Research Project: Sustainable Intensification of Cropping Systems on Spatially Variable Landscapes and Soils

Location: Cropping Systems and Water Quality Research

Title: Hay yield estimation using UAV-based imagery with machine learning technology

Author
item LEE, KYUHO - University Of Missouri
item Sudduth, Kenneth - Ken
item ZHOU, JIANFENG - University Of Missouri

Submitted to: International Conference on Precision Agriculture Abstracts & Proceedings
Publication Type: Proceedings
Publication Acceptance Date: 5/1/2022
Publication Date: 6/26/2022
Citation: Lee, K., Sudduth, K.A., Zhou, J. 2022. Hay yield estimation using UAV-based imagery and a convolutional neural network. In: Proceedings of the 15th International Conference on Precision Agriculture, June 26-29, 2022, Minneapolis, Minnesota. Available: https://ispag.org/proceedings.

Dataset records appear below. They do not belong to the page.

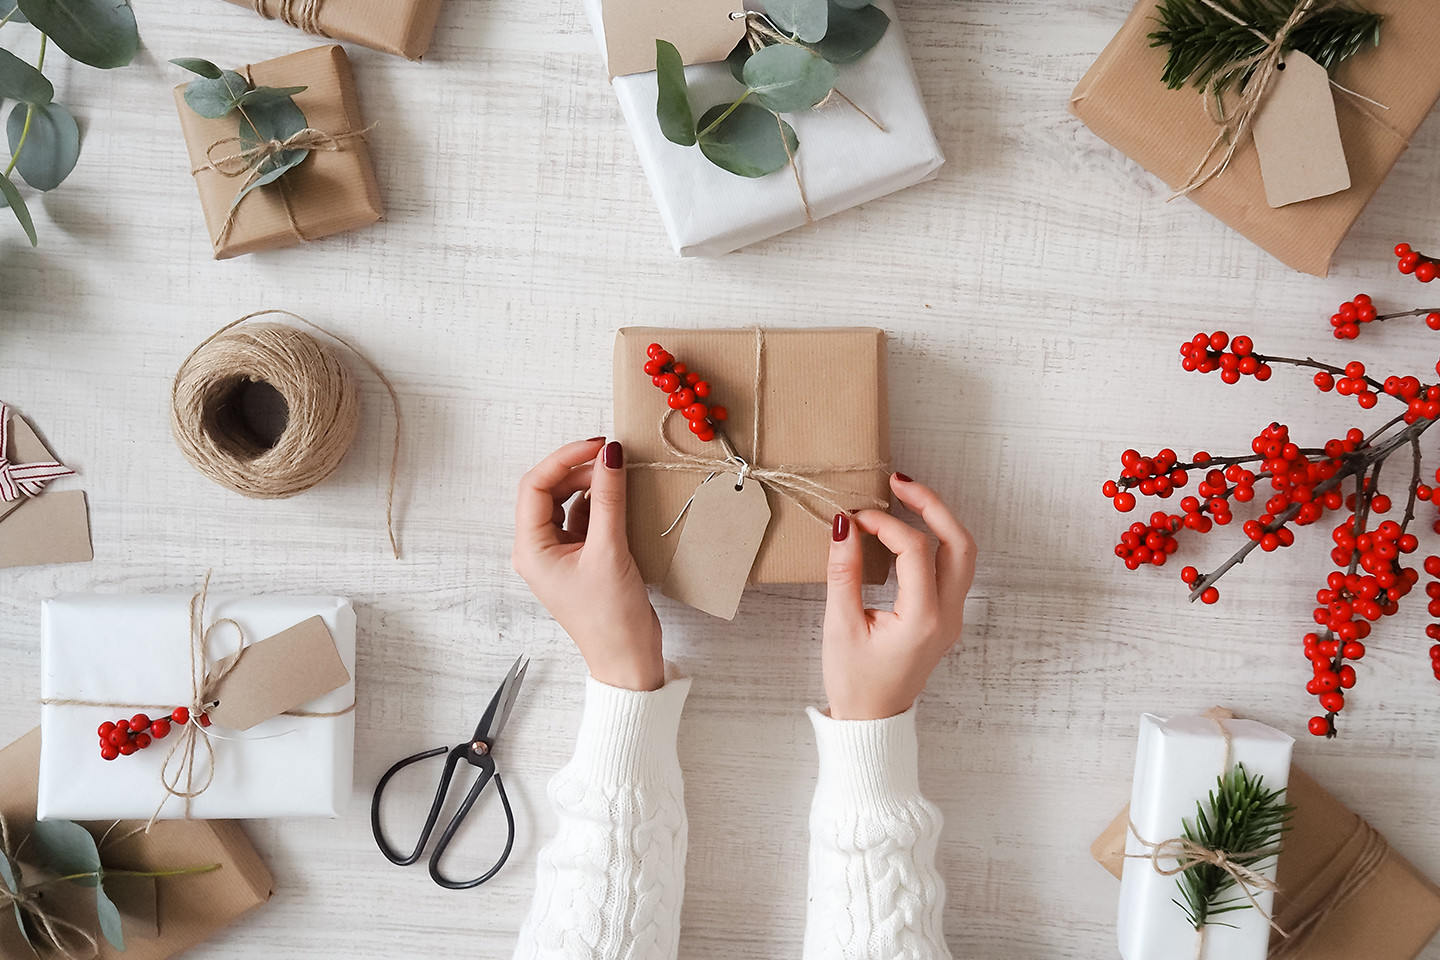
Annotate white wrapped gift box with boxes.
[1118,713,1294,960]
[586,0,945,256]
[39,593,356,820]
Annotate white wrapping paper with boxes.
[1118,714,1294,960]
[38,593,356,820]
[587,0,945,256]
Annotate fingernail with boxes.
[603,441,624,470]
[586,436,605,443]
[832,512,849,542]
[894,472,914,483]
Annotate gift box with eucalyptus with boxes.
[614,327,892,619]
[1070,0,1440,277]
[585,0,944,256]
[173,44,382,259]
[0,729,274,959]
[222,0,445,60]
[38,591,357,821]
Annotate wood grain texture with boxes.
[3,0,1440,956]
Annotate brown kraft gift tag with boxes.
[600,0,745,77]
[205,616,351,730]
[223,0,445,60]
[0,410,92,569]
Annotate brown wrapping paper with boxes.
[223,0,444,60]
[1093,767,1440,960]
[173,45,383,259]
[0,729,274,959]
[614,327,893,585]
[1069,0,1440,277]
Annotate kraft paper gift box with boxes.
[39,593,356,820]
[585,0,944,256]
[0,406,92,569]
[1,728,274,959]
[1113,713,1294,960]
[1095,767,1440,960]
[174,45,382,259]
[614,327,892,586]
[1069,0,1440,277]
[222,0,444,60]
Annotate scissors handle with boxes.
[428,766,516,890]
[371,744,461,866]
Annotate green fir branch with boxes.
[1150,0,1382,95]
[1173,763,1293,930]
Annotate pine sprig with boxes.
[1150,0,1382,95]
[1173,764,1293,930]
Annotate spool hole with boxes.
[205,377,290,459]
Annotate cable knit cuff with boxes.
[807,705,923,817]
[569,663,691,784]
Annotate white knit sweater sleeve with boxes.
[512,668,691,960]
[803,706,951,960]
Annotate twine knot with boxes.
[0,402,76,502]
[0,815,99,960]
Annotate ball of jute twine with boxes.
[171,309,401,558]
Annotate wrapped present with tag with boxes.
[0,402,92,569]
[38,584,356,820]
[585,0,944,256]
[173,45,382,259]
[1070,0,1440,277]
[221,0,445,60]
[1,728,274,959]
[614,327,892,619]
[1112,711,1295,960]
[1094,716,1440,960]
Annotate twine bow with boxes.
[0,403,76,503]
[0,815,99,960]
[632,329,890,524]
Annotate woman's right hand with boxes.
[511,438,665,692]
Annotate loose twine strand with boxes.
[251,0,330,36]
[1266,816,1388,959]
[0,815,98,960]
[630,328,889,523]
[171,310,402,559]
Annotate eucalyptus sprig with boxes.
[0,0,140,246]
[1,818,219,952]
[1174,764,1293,930]
[655,0,889,179]
[1150,0,1382,96]
[172,57,311,209]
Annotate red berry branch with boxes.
[644,342,729,442]
[1106,248,1440,739]
[96,707,208,761]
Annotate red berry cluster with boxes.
[96,707,205,761]
[1179,331,1270,382]
[1102,448,1188,512]
[1313,360,1381,408]
[1114,512,1180,570]
[1395,242,1439,283]
[1329,295,1377,340]
[1426,556,1440,682]
[644,343,728,443]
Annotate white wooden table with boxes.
[4,0,1440,957]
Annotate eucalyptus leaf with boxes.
[810,1,889,64]
[169,57,222,79]
[0,174,37,246]
[0,47,52,106]
[743,43,837,113]
[764,0,827,43]
[0,853,31,949]
[14,0,139,69]
[8,101,79,190]
[830,0,872,9]
[94,882,124,950]
[696,101,797,178]
[234,84,307,108]
[725,38,750,83]
[239,95,308,173]
[231,152,305,207]
[30,820,101,886]
[183,70,249,120]
[655,40,695,147]
[3,2,28,22]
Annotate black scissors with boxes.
[371,655,529,889]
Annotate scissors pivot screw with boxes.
[471,740,489,755]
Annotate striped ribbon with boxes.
[0,402,76,502]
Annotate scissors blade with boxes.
[473,655,528,744]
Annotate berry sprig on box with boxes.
[97,707,208,761]
[1105,252,1440,738]
[644,343,729,443]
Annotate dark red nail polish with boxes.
[832,512,849,542]
[603,441,624,470]
[894,472,914,483]
[586,436,605,442]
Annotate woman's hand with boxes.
[822,474,977,720]
[512,438,665,692]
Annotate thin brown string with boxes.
[629,328,890,523]
[0,814,100,960]
[251,0,330,36]
[171,310,403,559]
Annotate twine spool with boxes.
[171,310,400,557]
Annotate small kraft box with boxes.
[223,0,445,60]
[1069,0,1440,277]
[174,45,383,259]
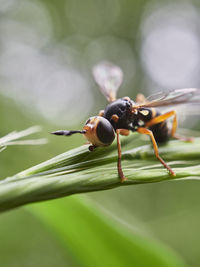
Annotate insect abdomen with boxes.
[149,122,169,143]
[149,109,170,143]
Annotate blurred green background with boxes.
[1,0,200,266]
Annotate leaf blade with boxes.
[30,196,186,267]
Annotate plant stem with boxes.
[0,136,200,212]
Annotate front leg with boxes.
[98,110,104,117]
[88,145,97,151]
[116,129,127,182]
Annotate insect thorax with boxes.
[103,98,134,130]
[130,108,155,130]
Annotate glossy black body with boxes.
[104,98,134,130]
[96,117,115,144]
[104,98,170,143]
[148,111,169,143]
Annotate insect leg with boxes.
[88,145,97,151]
[111,114,119,122]
[135,93,146,103]
[98,110,104,117]
[137,127,175,176]
[169,112,192,141]
[123,96,131,101]
[145,110,192,141]
[116,129,127,182]
[173,133,193,142]
[119,129,130,136]
[145,111,176,127]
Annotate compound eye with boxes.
[96,117,115,145]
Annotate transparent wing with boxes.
[134,88,200,108]
[92,61,123,102]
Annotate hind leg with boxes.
[145,110,193,142]
[137,127,175,176]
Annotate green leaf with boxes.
[30,195,186,267]
[0,126,47,151]
[0,134,200,212]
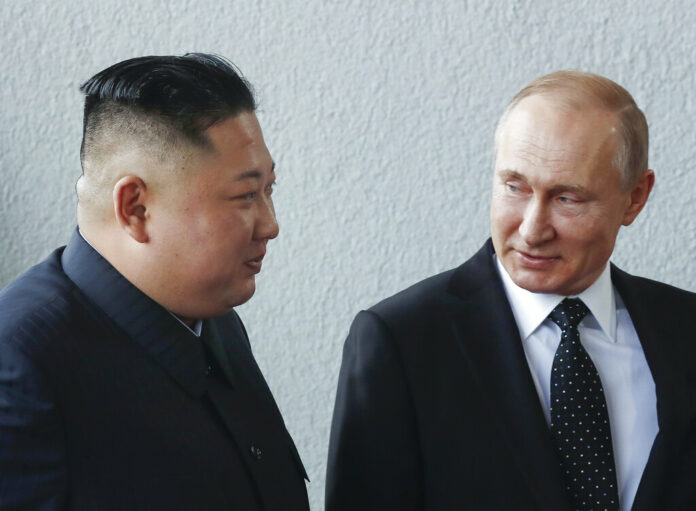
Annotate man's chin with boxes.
[509,268,562,295]
[181,283,258,319]
[227,282,257,308]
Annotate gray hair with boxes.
[494,70,649,188]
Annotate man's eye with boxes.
[506,183,521,192]
[558,196,575,204]
[244,192,257,201]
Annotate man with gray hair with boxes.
[0,53,309,510]
[327,70,696,510]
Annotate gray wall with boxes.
[2,1,695,508]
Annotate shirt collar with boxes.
[171,315,203,337]
[494,255,617,342]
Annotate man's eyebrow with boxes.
[235,162,276,181]
[498,169,591,196]
[497,169,526,181]
[499,172,590,195]
[548,184,590,196]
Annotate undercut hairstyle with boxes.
[78,53,256,209]
[494,70,648,188]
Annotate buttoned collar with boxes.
[495,255,617,342]
[62,228,208,397]
[77,229,203,338]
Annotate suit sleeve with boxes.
[326,310,423,511]
[0,338,66,510]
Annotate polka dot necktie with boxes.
[549,298,619,511]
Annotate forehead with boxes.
[188,112,272,177]
[206,112,267,155]
[496,94,620,180]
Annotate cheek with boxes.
[151,210,197,249]
[190,206,244,238]
[206,213,256,252]
[556,215,611,245]
[491,203,521,236]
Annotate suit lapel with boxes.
[612,267,694,510]
[447,240,573,511]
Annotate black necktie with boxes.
[549,298,619,511]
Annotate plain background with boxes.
[1,1,695,508]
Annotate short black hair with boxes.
[80,53,256,165]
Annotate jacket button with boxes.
[250,444,263,460]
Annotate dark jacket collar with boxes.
[447,238,498,300]
[445,239,574,511]
[61,229,207,398]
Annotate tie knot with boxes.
[548,297,589,330]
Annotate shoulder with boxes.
[612,265,696,308]
[0,249,70,417]
[339,268,466,371]
[0,247,79,350]
[367,240,496,327]
[369,267,460,322]
[0,251,69,508]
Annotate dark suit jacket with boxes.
[326,239,696,510]
[0,230,309,511]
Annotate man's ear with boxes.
[113,175,149,243]
[622,169,655,226]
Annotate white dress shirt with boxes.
[495,256,658,511]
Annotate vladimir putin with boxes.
[327,70,696,511]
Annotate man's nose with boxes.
[518,198,554,246]
[256,196,279,241]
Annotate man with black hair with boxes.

Interpretive Summary: Yield monitoring systems are widely used commercially in grain crops to map yields at a scale of a few meters. However, such high-resolution yield monitoring and mapping for hay and forage crops is not yet available to farmers, as commercial hay yield monitoring systems only obtain the weight of individual bales. This makes it difficult to map and understand the spatial variability in hay yield, as needed by farmers interested in applying precision agriculture principles to hay production. This study investigated the feasibility of an unmanned aerial vehicle (UAV)-based remote sensing system for estimation and mapping of hay yield by machine learning models. Data were obtained by UAV immediately before hay harvest and related to 110 manual measurements of hay yield from throughout the test field. Several datasets containing different combinations of image-derived variables provided good results, representing over 75% of the hay yield variability across the field. The results of this research provide information to aid in selection of an appropriate analysis method for hay estimation using UAV imagery. In future research, the models developed here will be tested for robustness on data from other fields and will also be applied to whole-field imagery for creating hay yield maps.

Technical Abstract: Yield monitoring systems are widely used commercially in grain crops to map yields at a scale of a few meters. However, such high-resolution yield monitoring and mapping for hay and forage crops has not been commercialized. Most commercial hay yield monitoring systems only obtain the weight of individual bales, making it difficult to map and understand the spatial variability in hay yield. This study investigated the feasibility of an unmanned aerial vehicle (UAV)-based remote sensing system for the estimation and mapping of hay yield by machine learning models. Data were obtained during harvest of a 35-ha hay field with mixture of red clover and timothy grass in June of 2021. A RGB camera consisting of three bands (red, blue, and green) attached to a UAV was used to acquire images at a flight height of 20 m For calibration, 110 ground truth hay yield measurements were collected from 1 m2 quadrats. Image features, such as color space components, vegetation indices and texture features, the proportion of grass in samples, and moisture content of samples were extracted from the images or ground truth samples, and were used to estimate the hay mass yield. For yield estimation, a simple random forest machine learning model was trained and tested with the stratified random sampling method using a split ratio of 70:30. Using the recursive feature elimination algorithm, we selected explanatory features for use in the random forest regression model. The most accurate model estimated hay wet mass with r2 = 0.79, RMSE = 251.05 g/m2, and MAE = 187.59 g/m2). The results of this research provide information to aid in selection of an appropriate analysis method for hay estimation using UAV imagery. In future research, the models developed here will be applied to whole-field imagery for creating hay yield maps.